General autopsy was carried out with routine procedure. The time from death to the postmortem examination was 17 hours. The half brain was stored in a deep freezer (−80°C) and the remaining half brain was fixed in 10% neutral formalin for 4 weeks. After fixation, formalin-fixed paraffin embedded blocks were cut as 5-μm thickness. Hematoxylin-eosin, glial fibrillary acidic protein (1:200 dilution; Dako), phosphorylated tau (1:300 dilution AT8; ThermoFisher), 3 repeat tau (1: 40 000 dilution; Merck), 4 repeat tau (1:10 000 dilution; Millipore), α-synuclein (phospho S129, 1: 200 dilution; Abcam), phosphorylated TDP43 (1:10 000 dilution; Cosmo Bio), phosphorylated neurofilaments (1:10 000 dilution; Milipore), NeuN (1:500 dilution; Milipore), and 1C2 (1:200 dilution; Milipore) immunohistochemistry and Luxol fast blue staining were carried out. Permission for autopsy was granted by the family, and the study was approved by the institutional review board of the Seoul National University Hospital.

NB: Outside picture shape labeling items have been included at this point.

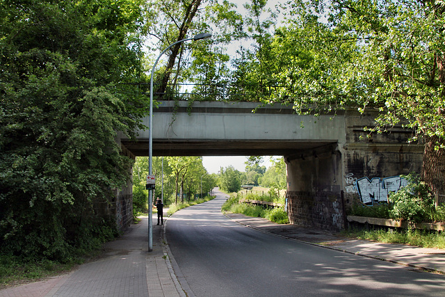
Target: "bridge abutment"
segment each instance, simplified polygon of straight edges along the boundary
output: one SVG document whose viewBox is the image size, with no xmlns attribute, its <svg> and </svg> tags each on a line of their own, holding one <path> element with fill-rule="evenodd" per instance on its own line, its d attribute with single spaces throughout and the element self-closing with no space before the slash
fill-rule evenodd
<svg viewBox="0 0 445 297">
<path fill-rule="evenodd" d="M 385 198 L 391 191 L 383 188 L 383 179 L 420 173 L 423 145 L 408 143 L 412 131 L 401 126 L 381 134 L 366 132 L 365 127 L 373 127 L 375 115 L 346 112 L 346 141 L 284 156 L 291 223 L 341 230 L 346 226 L 345 210 L 362 200 L 357 180 L 373 181 L 365 183 L 369 191 L 364 194 L 372 196 L 365 198 L 372 203 L 378 195 Z"/>
</svg>

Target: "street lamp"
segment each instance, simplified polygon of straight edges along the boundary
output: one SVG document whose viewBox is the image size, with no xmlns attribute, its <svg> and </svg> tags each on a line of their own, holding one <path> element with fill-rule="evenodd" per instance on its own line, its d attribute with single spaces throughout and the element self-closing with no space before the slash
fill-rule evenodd
<svg viewBox="0 0 445 297">
<path fill-rule="evenodd" d="M 184 42 L 184 41 L 188 40 L 201 40 L 204 39 L 209 39 L 211 37 L 211 34 L 208 33 L 201 33 L 200 34 L 195 35 L 192 38 L 183 39 L 182 40 L 177 41 L 176 42 L 172 43 L 169 45 L 165 49 L 164 49 L 158 56 L 158 58 L 156 59 L 154 62 L 154 65 L 153 65 L 153 68 L 152 68 L 152 75 L 150 77 L 150 108 L 149 108 L 149 121 L 148 125 L 149 134 L 148 134 L 148 175 L 152 175 L 152 159 L 153 159 L 153 75 L 154 74 L 154 68 L 156 67 L 158 61 L 161 58 L 161 56 L 163 55 L 165 51 L 168 50 L 170 47 L 174 46 L 175 45 L 177 45 L 178 43 Z M 148 190 L 148 251 L 151 252 L 153 250 L 153 211 L 152 209 L 152 204 L 153 202 L 153 190 Z"/>
<path fill-rule="evenodd" d="M 201 175 L 201 199 L 202 199 L 202 177 L 205 175 L 205 173 Z"/>
</svg>

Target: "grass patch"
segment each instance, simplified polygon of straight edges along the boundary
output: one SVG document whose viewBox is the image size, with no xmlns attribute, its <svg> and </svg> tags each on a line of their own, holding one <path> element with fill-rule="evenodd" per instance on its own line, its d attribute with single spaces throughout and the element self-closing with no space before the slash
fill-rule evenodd
<svg viewBox="0 0 445 297">
<path fill-rule="evenodd" d="M 61 264 L 46 259 L 35 262 L 11 255 L 0 255 L 0 289 L 67 273 L 83 261 L 79 259 Z"/>
<path fill-rule="evenodd" d="M 170 216 L 175 214 L 176 211 L 182 209 L 186 207 L 191 207 L 192 205 L 199 204 L 200 203 L 206 202 L 207 201 L 210 201 L 213 199 L 215 199 L 216 196 L 205 196 L 203 198 L 199 198 L 195 200 L 191 200 L 190 202 L 186 203 L 178 203 L 175 204 L 172 203 L 168 206 L 168 211 L 167 211 L 167 215 Z"/>
<path fill-rule="evenodd" d="M 252 195 L 250 199 L 260 200 L 254 199 L 258 198 L 261 198 L 261 196 Z M 259 205 L 249 205 L 245 203 L 239 203 L 239 195 L 232 196 L 222 204 L 221 211 L 233 214 L 242 214 L 255 218 L 264 218 L 278 224 L 287 224 L 289 223 L 287 214 L 281 207 L 267 209 Z"/>
<path fill-rule="evenodd" d="M 403 243 L 422 248 L 445 249 L 445 234 L 419 230 L 396 231 L 389 230 L 348 230 L 342 234 L 348 237 L 373 240 L 385 243 Z"/>
</svg>

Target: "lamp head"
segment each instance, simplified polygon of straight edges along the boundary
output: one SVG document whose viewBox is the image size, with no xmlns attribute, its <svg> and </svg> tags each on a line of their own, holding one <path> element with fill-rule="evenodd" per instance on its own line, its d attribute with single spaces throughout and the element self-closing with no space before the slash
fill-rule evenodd
<svg viewBox="0 0 445 297">
<path fill-rule="evenodd" d="M 193 37 L 193 40 L 201 40 L 204 39 L 209 39 L 211 37 L 211 34 L 209 33 L 200 33 L 199 34 L 195 35 Z"/>
</svg>

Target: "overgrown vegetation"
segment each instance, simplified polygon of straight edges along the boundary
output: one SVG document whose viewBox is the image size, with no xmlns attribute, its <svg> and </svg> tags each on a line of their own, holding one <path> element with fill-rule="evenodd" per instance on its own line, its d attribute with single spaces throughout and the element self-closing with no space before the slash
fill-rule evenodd
<svg viewBox="0 0 445 297">
<path fill-rule="evenodd" d="M 408 185 L 392 193 L 388 203 L 373 206 L 354 204 L 348 210 L 350 216 L 392 218 L 413 223 L 445 222 L 445 207 L 435 206 L 435 198 L 428 186 L 415 174 L 403 176 Z"/>
<path fill-rule="evenodd" d="M 116 131 L 143 127 L 146 100 L 124 83 L 140 79 L 142 4 L 1 2 L 3 273 L 72 263 L 117 234 L 97 206 L 131 174 Z"/>
<path fill-rule="evenodd" d="M 274 192 L 275 193 L 275 192 Z M 261 200 L 276 203 L 283 203 L 284 198 L 280 198 L 273 195 L 256 195 L 248 194 L 243 196 L 241 193 L 232 195 L 222 206 L 223 212 L 234 214 L 242 214 L 245 216 L 264 218 L 279 224 L 287 224 L 289 223 L 287 214 L 283 207 L 267 208 L 259 205 L 249 205 L 241 203 L 242 200 Z"/>
</svg>

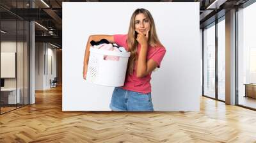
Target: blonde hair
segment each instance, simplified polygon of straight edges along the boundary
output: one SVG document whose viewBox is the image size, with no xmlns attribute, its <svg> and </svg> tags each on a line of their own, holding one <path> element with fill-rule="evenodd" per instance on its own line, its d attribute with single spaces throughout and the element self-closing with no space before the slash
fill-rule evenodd
<svg viewBox="0 0 256 143">
<path fill-rule="evenodd" d="M 134 12 L 133 12 L 131 18 L 127 41 L 129 50 L 131 52 L 131 56 L 129 59 L 127 69 L 127 72 L 130 75 L 132 74 L 135 61 L 136 59 L 138 59 L 138 56 L 137 54 L 137 47 L 138 43 L 136 40 L 135 33 L 135 17 L 140 13 L 144 14 L 145 17 L 146 17 L 149 20 L 149 23 L 150 24 L 150 29 L 149 30 L 148 40 L 148 45 L 150 45 L 152 47 L 162 45 L 156 34 L 155 23 L 150 13 L 147 10 L 144 8 L 138 8 Z"/>
</svg>

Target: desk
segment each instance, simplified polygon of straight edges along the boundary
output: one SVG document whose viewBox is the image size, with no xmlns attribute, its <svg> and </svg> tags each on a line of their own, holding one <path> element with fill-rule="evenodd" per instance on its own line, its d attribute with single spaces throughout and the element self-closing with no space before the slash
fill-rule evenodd
<svg viewBox="0 0 256 143">
<path fill-rule="evenodd" d="M 245 85 L 244 97 L 252 97 L 256 98 L 256 84 L 244 84 L 244 85 Z"/>
<path fill-rule="evenodd" d="M 16 101 L 17 101 L 17 103 L 19 103 L 20 102 L 20 89 L 17 88 L 17 91 L 18 91 L 17 100 L 16 100 L 16 88 L 1 89 L 1 100 L 4 104 L 16 104 Z"/>
</svg>

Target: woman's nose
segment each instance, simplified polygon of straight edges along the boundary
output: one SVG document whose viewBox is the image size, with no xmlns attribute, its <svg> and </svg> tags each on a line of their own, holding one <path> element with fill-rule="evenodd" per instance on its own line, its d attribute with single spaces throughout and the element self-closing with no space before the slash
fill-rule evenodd
<svg viewBox="0 0 256 143">
<path fill-rule="evenodd" d="M 144 24 L 143 24 L 143 22 L 141 22 L 141 23 L 140 23 L 140 27 L 144 27 Z"/>
</svg>

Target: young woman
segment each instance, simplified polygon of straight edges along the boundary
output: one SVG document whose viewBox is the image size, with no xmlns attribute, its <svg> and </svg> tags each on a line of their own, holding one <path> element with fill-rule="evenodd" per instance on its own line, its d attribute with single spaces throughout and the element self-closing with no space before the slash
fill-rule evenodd
<svg viewBox="0 0 256 143">
<path fill-rule="evenodd" d="M 131 52 L 124 86 L 116 87 L 109 107 L 115 111 L 153 111 L 151 73 L 161 62 L 166 49 L 157 38 L 150 13 L 143 8 L 133 13 L 127 34 L 92 35 L 84 54 L 83 77 L 87 72 L 90 42 L 106 39 Z"/>
</svg>

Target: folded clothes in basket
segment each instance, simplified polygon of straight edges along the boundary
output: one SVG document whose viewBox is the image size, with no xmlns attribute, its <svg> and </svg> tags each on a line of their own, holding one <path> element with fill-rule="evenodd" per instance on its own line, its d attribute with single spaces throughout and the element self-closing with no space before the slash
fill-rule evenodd
<svg viewBox="0 0 256 143">
<path fill-rule="evenodd" d="M 101 43 L 99 45 L 95 45 L 93 47 L 100 50 L 111 50 L 118 52 L 127 52 L 125 48 L 119 47 L 116 43 Z M 104 56 L 104 59 L 118 61 L 119 57 L 114 56 Z"/>
</svg>

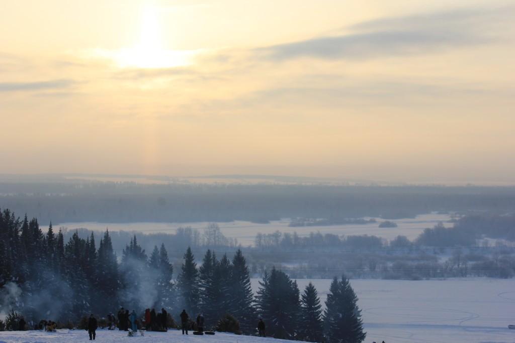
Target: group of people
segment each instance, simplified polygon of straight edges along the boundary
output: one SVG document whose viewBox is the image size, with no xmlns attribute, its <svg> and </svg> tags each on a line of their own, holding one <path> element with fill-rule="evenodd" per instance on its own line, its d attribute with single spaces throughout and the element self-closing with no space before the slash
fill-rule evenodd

The weight of the fresh brain was 1450 g. Gross autopsy findings showed mild cortical atrophy with sulcus widening. Prominent pontine atrophy with cerebellar involvement was seen. The globus pallidus was atrophic. The putamen, caudate nucleus, and hippocampus were preserved. Depigmentation was observed in the substantia nigra and locus coeruleus. Microscopic examination showed widespread neuronal loss with reactive gliosis in the globus pallidus, subthalamic nucleus, substantia nigra, colliculi, periaqueductal gray matter, and the dentate nucleus of the cerebellum. Numerous tau-positive, ubiquitin-negative globose tangles, and tufted astrocytes were seen in the brainstem, thalamus, basal ganglia, hippocampus, cortex, cerebellum, and cervical spinal cord (Figure). There was no Lewy body, neurite, or senile plaque pathology. No positive reaction, except for a few areas of weak granular staining in neuronal soma, was observed in 1C2 (antibody specific for polyglutamine) immunostaining.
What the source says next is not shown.